On Tue, 17 Jul 2012 20:31:19 +0100, Jacob Carlborg <d...@me.com> wrote:

On 2012-07-17 17:11, Regan Heath wrote:

Ahh, I've been looking at the ANSI C spec and assuming that is what
you're basing things off, K&R C was pre-ANSI C and may have different
rules.  I think you should probably aim to be ANSI C compliant and
above, and ignore K&R.

This page says otherwise:

http://en.wikipedia.org/wiki/ANSI_C#Compliance_detectability

"...while an obsolescent non-prototype declaration is used otherwise. Those are still ANSI-compliant as of C99 and C90, but their use is discouraged".

The full quote:

"In the above example, a prototype is used in a function declaration for ANSI compliant implementations, while an obsolescent non-prototype declaration is used otherwise. Those are still ANSI-compliant as of C99 and C90, but their use is discouraged."

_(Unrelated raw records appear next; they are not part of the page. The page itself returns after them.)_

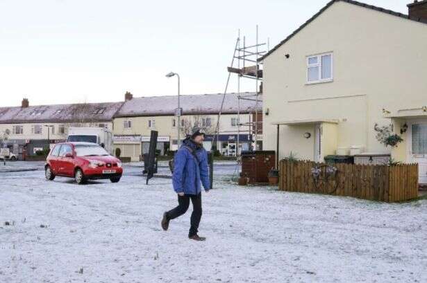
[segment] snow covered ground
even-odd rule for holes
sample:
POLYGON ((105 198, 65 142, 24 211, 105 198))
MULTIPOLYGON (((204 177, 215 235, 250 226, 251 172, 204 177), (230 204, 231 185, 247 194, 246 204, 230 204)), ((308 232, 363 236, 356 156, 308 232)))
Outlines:
POLYGON ((42 170, 44 161, 6 161, 6 165, 0 160, 0 173, 15 171, 32 171, 37 169, 42 170))
MULTIPOLYGON (((389 204, 239 187, 219 164, 200 235, 170 181, 145 185, 0 173, 0 282, 425 282, 427 200, 389 204), (5 222, 10 225, 5 225, 5 222)), ((165 170, 166 172, 167 170, 165 170)))

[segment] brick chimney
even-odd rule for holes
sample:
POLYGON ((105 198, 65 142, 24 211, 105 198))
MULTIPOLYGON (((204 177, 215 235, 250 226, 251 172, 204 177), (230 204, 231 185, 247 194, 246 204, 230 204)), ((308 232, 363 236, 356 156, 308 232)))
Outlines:
POLYGON ((21 103, 21 108, 28 108, 30 106, 30 102, 28 98, 23 98, 22 102, 21 103))
POLYGON ((415 0, 407 6, 410 19, 427 21, 427 0, 415 0))
POLYGON ((129 91, 126 91, 126 93, 124 93, 124 101, 132 100, 132 98, 133 98, 133 95, 129 91))

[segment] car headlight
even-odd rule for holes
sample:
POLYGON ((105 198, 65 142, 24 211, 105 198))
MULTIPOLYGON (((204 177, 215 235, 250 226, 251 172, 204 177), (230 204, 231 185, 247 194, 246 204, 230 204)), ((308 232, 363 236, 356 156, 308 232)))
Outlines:
POLYGON ((89 167, 91 168, 96 168, 99 166, 103 166, 104 163, 97 160, 91 160, 89 161, 89 167))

1) "a prototype is used in a function declaration for ANSI compliant implementations"
implies an ANSI compliant compiler /requires/ the full prototype.

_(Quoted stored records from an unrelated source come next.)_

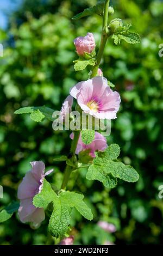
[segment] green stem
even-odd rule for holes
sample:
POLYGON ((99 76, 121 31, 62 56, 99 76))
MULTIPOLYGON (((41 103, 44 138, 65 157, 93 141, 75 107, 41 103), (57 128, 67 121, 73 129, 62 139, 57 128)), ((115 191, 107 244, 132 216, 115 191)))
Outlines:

2) "obsolescent non-prototype declaration is used otherwise"
implies non-prototype forms are /obsolete/

3) "Those are still"
what is being referred to by the word "those" in that sentence, it's not immediately clear to me. It could mean the non-prototype (as you've assumed) but it might also mean the entire construct (using "#if __STDC__").